Interpretations of “blue,” as in “sad,” date as far back as 1385, and Chaucer’s poem, The Complaint of Mars. In the late 1940s, Jerry Wexler, a white Billboard writer who later became a partner at Atlantic records, coined the term “Rhythm and Blues,” or “R&B,” to replace the then-used term “race music.” In effect, R&B became a blanket genre for black artists, and the convention has largely remained today.

https://www.digitalmusicnews.com/2016/07/08/blue-eyed-soul-hate-phrase/

Posted

There are some great blue eyed soul artists who made real soul recordings , original and copy,s, Wayne Cochrane, PJ Proby ect spring to mind no race or colour has a monopoly on Soul it’s inside all human beings some more than others, if it’s good music it’s good music regardless of what nation you belong too It,s  the great equaliser what brings good souls together

KR

Mick Lyons

 

  • Up vote 3

Posted

Of the 20-ish biographies I covered in “Its Better To Cry”, I think 17 were white groups, with a couple of them carrying a black lead vocal. All of genuine northern interest and most ‘from’ the late or post Wigan period. 

 

soul CDC5DF04 7B39 4A21 9015 6624CC1AC23E

  • Up vote 1
Posted
8 hours ago, Sunnysoul said:

Except that Bill Millar makes the oft-repeated and wholly incorrect assumption that Ben Aiken (of Loma and Phily Groove fame) was white  ...

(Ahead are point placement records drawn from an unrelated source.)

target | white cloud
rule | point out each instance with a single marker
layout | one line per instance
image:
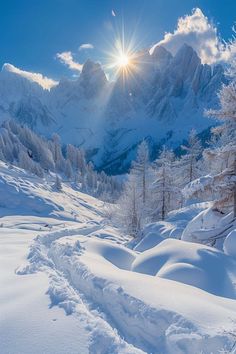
(86, 46)
(67, 59)
(43, 81)
(197, 31)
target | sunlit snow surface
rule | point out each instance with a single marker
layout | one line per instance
(70, 284)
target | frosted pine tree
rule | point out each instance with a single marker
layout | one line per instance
(129, 207)
(189, 161)
(165, 194)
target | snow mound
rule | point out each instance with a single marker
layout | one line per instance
(209, 227)
(150, 240)
(230, 244)
(172, 227)
(144, 310)
(189, 263)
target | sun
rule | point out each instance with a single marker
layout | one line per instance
(123, 61)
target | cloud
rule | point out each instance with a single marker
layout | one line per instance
(197, 31)
(86, 46)
(43, 81)
(67, 59)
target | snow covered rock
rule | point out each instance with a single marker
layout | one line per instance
(155, 103)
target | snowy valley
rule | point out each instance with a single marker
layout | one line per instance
(61, 256)
(118, 200)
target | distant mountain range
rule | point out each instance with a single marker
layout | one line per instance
(160, 101)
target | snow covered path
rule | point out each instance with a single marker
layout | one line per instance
(26, 324)
(69, 285)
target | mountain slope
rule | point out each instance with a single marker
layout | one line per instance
(161, 101)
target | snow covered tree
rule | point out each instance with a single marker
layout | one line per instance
(129, 207)
(189, 161)
(165, 194)
(141, 168)
(57, 185)
(68, 170)
(221, 181)
(55, 147)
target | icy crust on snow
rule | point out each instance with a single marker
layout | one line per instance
(154, 314)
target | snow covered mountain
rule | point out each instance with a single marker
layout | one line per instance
(60, 256)
(161, 102)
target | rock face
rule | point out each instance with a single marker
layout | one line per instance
(161, 100)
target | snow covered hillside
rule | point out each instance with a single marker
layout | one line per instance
(73, 283)
(109, 119)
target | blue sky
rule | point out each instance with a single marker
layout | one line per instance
(32, 32)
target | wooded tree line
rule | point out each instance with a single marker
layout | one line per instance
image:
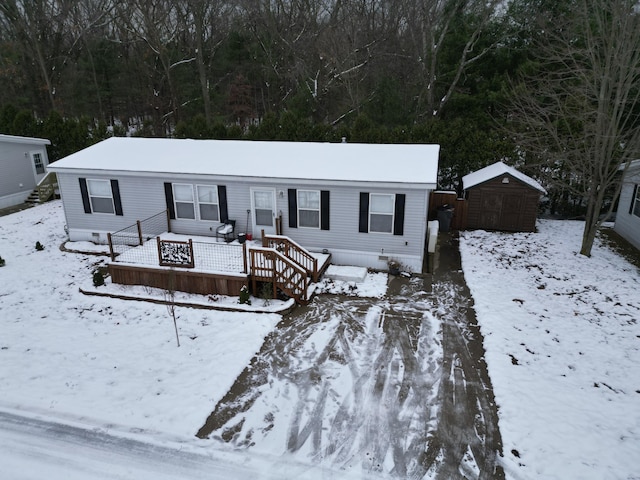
(467, 74)
(398, 61)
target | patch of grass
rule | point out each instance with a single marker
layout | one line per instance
(619, 245)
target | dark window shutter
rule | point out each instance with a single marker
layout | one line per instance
(168, 194)
(84, 191)
(398, 219)
(633, 198)
(117, 202)
(324, 209)
(293, 208)
(222, 198)
(364, 212)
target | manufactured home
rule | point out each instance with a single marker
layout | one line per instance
(23, 161)
(362, 203)
(628, 214)
(499, 197)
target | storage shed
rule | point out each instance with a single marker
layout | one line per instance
(499, 197)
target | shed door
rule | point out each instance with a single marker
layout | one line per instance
(511, 213)
(263, 203)
(490, 210)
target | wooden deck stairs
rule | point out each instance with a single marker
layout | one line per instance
(288, 266)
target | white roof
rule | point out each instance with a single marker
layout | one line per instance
(415, 164)
(495, 170)
(30, 140)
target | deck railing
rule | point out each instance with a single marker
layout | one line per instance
(269, 265)
(294, 252)
(137, 234)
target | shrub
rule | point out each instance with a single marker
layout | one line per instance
(244, 295)
(266, 293)
(98, 278)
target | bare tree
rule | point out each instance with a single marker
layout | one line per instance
(579, 110)
(432, 26)
(170, 300)
(207, 24)
(46, 38)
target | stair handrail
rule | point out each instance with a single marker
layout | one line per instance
(47, 186)
(293, 251)
(296, 289)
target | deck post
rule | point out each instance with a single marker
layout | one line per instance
(315, 269)
(273, 274)
(139, 232)
(113, 257)
(244, 257)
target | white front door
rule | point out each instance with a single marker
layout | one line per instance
(38, 163)
(263, 205)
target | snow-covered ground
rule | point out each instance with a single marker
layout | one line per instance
(562, 334)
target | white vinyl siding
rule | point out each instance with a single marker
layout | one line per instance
(100, 196)
(183, 199)
(381, 207)
(38, 163)
(309, 208)
(208, 203)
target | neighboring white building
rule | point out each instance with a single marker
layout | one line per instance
(628, 215)
(364, 203)
(23, 162)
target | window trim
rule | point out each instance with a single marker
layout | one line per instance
(392, 214)
(319, 209)
(197, 199)
(92, 196)
(175, 201)
(40, 155)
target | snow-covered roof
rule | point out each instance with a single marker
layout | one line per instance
(17, 139)
(495, 170)
(409, 164)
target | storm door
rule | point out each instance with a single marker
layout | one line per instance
(263, 205)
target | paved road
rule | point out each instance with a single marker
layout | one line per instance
(37, 449)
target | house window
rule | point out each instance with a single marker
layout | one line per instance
(309, 208)
(635, 202)
(381, 207)
(183, 198)
(38, 163)
(208, 202)
(100, 196)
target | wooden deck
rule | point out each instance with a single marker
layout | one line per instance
(203, 266)
(179, 279)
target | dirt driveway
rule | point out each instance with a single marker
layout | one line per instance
(393, 385)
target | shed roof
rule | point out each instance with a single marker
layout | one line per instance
(18, 139)
(495, 170)
(408, 164)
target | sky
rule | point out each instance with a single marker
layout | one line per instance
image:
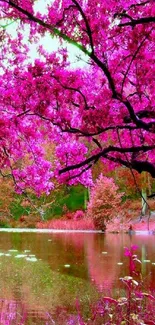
(76, 57)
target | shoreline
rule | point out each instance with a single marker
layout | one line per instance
(34, 230)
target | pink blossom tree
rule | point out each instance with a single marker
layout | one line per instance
(109, 103)
(104, 202)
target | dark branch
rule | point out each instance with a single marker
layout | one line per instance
(134, 22)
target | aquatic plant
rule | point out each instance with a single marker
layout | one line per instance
(135, 307)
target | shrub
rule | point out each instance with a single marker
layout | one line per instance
(104, 202)
(79, 214)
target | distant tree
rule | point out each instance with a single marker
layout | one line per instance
(104, 202)
(109, 101)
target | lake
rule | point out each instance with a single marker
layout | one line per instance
(47, 274)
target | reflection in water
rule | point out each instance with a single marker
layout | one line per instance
(35, 282)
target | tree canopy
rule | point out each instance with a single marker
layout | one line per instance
(103, 110)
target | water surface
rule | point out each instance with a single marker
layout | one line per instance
(43, 273)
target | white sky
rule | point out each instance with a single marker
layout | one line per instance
(76, 57)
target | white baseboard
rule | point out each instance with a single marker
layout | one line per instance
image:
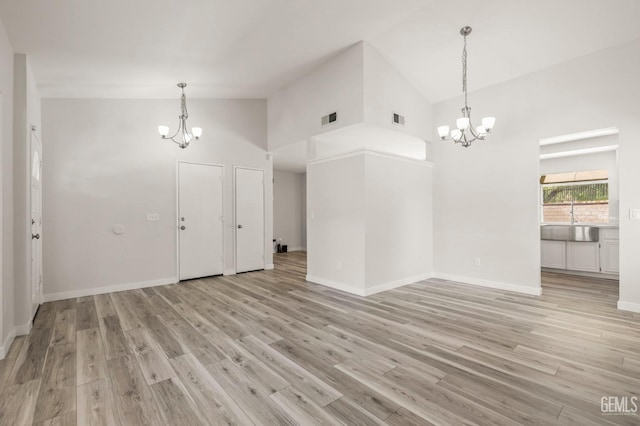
(628, 306)
(534, 291)
(395, 284)
(24, 329)
(371, 290)
(336, 285)
(6, 344)
(108, 289)
(601, 275)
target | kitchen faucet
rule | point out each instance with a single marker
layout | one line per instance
(573, 219)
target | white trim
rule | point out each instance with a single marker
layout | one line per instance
(296, 248)
(534, 291)
(6, 345)
(579, 136)
(336, 285)
(370, 290)
(24, 329)
(601, 275)
(224, 258)
(574, 152)
(109, 289)
(397, 283)
(235, 215)
(628, 306)
(364, 151)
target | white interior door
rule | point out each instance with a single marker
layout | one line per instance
(249, 185)
(36, 222)
(200, 220)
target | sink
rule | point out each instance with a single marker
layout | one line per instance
(587, 233)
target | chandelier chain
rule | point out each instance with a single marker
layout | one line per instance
(464, 71)
(466, 133)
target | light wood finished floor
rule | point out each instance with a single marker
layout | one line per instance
(267, 348)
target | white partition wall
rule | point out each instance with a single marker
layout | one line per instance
(369, 222)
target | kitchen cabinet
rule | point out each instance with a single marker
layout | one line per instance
(583, 256)
(610, 251)
(554, 254)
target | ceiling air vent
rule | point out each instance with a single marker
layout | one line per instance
(329, 118)
(397, 119)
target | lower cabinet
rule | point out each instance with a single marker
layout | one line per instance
(610, 256)
(554, 254)
(583, 256)
(601, 257)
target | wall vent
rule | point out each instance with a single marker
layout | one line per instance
(397, 119)
(329, 118)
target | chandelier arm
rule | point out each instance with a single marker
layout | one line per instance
(176, 133)
(464, 70)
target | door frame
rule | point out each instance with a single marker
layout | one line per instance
(29, 228)
(235, 218)
(177, 218)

They keep mixing him up with Ben Atkins who was a white soul singer....

 

Posted

This thread gives me a chance to mention a great out and out Northern Soul dancer that I've just found, it's in the Tempests 'Someday' mode and it's by the Swingin' Medallions on their first LP. Track is 'M.T.Y.L.T.T' (More Today Than Yesterday) on Smash...check it out, it would go down a storm!